To address an IPv6 peering dispute, Hurricane Electric baked a cake with a message for Cogent Communications. The cake was devoured by hungry network professionals at the NANOG 47 meeting.

IPv6 is the next generation of the Internet Protocol, and will dramatically expand the number of addresses available for web sites, as well as millions of mobile devices with Internet access. Although the transition will address some of the network's challenges, others will clearly persist. That includes disputes over peering, which have quickly made the jump from IPv4 to IPv6.

Complaints of a "broken IPv6 Internet" emerged last week on the North American Network Operators Group mailing list, which surfaced a peering issue involving IPv6 connections between Hurricane Electric and Cogent Communications. That prompted a response from Hurricane's Mike Leber, who blamed Cogent for the difficulties.

"If you've been around long enough, you'd know that normally nobody talks about peering publicly like this," Leber wrote. "Then why would I write this post? Because I want to set the record straight regarding Hurricane Electric's IPv6 peering goals, and nothing in Cogent's case seems to get through to them."

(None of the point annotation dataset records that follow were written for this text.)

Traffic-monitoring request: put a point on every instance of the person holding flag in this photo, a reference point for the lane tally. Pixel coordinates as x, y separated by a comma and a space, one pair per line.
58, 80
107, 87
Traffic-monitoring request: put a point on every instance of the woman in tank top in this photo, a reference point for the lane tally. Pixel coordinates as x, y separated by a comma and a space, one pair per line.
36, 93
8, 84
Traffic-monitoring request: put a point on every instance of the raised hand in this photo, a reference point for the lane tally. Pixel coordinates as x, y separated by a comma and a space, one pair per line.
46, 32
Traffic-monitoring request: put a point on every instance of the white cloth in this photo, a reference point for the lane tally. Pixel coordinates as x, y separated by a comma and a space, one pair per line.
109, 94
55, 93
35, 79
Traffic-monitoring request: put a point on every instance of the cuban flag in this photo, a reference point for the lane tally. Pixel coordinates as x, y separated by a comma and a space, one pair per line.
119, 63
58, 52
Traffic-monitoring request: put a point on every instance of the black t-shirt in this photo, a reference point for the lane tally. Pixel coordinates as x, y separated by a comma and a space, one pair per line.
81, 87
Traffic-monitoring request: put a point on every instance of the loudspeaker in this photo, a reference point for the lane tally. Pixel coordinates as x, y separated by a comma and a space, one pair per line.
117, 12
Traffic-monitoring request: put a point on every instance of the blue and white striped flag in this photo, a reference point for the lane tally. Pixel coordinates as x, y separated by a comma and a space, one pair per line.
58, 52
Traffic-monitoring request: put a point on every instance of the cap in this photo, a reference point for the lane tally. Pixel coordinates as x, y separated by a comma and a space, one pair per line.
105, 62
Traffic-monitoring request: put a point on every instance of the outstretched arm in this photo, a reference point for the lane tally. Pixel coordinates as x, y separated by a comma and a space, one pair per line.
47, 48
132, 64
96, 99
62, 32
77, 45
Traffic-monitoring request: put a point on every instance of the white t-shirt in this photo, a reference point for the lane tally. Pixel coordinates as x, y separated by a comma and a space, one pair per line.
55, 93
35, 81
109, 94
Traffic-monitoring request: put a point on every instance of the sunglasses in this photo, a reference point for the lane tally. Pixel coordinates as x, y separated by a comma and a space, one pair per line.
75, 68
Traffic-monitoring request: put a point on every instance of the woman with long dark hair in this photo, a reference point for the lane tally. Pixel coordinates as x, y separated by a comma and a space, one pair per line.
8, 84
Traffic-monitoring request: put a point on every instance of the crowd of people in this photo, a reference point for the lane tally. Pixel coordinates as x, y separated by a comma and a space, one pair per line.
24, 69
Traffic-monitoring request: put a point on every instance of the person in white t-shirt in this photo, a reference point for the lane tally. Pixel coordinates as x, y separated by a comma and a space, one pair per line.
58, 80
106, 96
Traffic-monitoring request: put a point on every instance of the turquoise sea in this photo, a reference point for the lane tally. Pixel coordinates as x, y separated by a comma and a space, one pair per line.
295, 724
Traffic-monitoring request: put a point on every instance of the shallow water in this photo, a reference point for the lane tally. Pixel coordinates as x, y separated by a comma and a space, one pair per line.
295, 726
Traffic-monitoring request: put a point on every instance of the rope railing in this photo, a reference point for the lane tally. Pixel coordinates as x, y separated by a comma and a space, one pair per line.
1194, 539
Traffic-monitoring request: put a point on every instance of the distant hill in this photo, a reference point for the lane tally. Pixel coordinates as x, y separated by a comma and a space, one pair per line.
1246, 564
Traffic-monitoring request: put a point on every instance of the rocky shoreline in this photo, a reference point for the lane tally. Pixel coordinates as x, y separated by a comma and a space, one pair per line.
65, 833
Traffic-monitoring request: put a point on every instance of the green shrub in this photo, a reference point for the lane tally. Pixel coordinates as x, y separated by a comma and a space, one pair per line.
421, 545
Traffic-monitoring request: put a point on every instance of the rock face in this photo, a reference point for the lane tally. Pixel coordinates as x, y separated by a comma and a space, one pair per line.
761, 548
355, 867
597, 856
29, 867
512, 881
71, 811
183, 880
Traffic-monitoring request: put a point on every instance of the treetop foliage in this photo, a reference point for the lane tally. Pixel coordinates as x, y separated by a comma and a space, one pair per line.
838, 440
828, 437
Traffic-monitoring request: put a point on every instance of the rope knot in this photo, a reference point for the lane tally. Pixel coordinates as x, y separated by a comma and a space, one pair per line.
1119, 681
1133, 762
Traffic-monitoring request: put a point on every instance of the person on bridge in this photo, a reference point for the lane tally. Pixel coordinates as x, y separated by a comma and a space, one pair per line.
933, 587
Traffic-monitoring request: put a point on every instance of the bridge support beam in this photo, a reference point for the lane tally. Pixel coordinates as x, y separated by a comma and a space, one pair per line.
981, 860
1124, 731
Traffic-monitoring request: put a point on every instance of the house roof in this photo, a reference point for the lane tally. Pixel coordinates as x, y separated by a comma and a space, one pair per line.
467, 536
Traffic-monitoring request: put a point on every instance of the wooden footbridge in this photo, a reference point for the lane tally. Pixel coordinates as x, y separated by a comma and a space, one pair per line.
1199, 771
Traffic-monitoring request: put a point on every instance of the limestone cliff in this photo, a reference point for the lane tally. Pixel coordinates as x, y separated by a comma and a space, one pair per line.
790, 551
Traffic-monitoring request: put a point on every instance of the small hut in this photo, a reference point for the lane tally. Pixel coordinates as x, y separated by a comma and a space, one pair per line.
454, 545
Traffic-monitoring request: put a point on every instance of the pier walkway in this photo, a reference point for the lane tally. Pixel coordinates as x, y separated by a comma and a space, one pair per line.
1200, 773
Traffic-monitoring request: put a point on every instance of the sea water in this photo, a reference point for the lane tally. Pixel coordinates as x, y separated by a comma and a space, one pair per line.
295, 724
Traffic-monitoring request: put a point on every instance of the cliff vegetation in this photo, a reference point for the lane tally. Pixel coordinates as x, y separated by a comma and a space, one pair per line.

Cogent had less to say its relationship about Hurricane Electric. "It is public knowledge that our networks are connected," said Travis Wachter, the Marketing Communications Manager for Cogent. "As for peering agreements, we cannot discuss them publicly as we have non-disclosure agreements in place."

Traffic Swapping 
Peering allows two providers exchanging large volumes of traffic to save money by connecting directly, rather than routing traffic across their paid Internet connections. Peering is often free as long as the amount of traffic exchanged is not out of balance, providing substantial cost savings for bandwidth for high-traffic sites and networks.

Cogent has been involved in a number of high-profile peering disputes over the years, including de-peerings that disrupted IPv4 connectivity with Sprint, Telia and Limelight Networks.

Hurricane Electric has invested time and money in staking out an early position as an IPv6 compliant network. "We are a Tier 1 IPv6 backbone," said Martin Levy, Hurricane Electric's Director of IPv6 Strategy. "If there is another player that comes into v6, we set up peering. We continue with our offer to Cogent to turn up peering with him. The community in general has looked at us and given us the vote of approval."

A Cake-Shaped Olive Branch
While Hurricane Electric pointed the finger at Cogent, it has also extended an olive branch. Leber's NANOG post commented that "we stop short of baking cakes" to encourage peering. But at this week's NANOG 47 meeting in Dearborn, Mich., Hurricane Electric presented a cake inscribed with an invitation to Cogent to peer with HE over IPv6.

"At Hurricane Electric, we want v6 to be successful and have spent a lot of time evangelizing it," Levy explained. "If our competitors don't want to do anything, so be it. Turning up v6 has been good for us. It has fundamentally changed our business. But the same problems that exist in the v4 world will exist in the v6 world."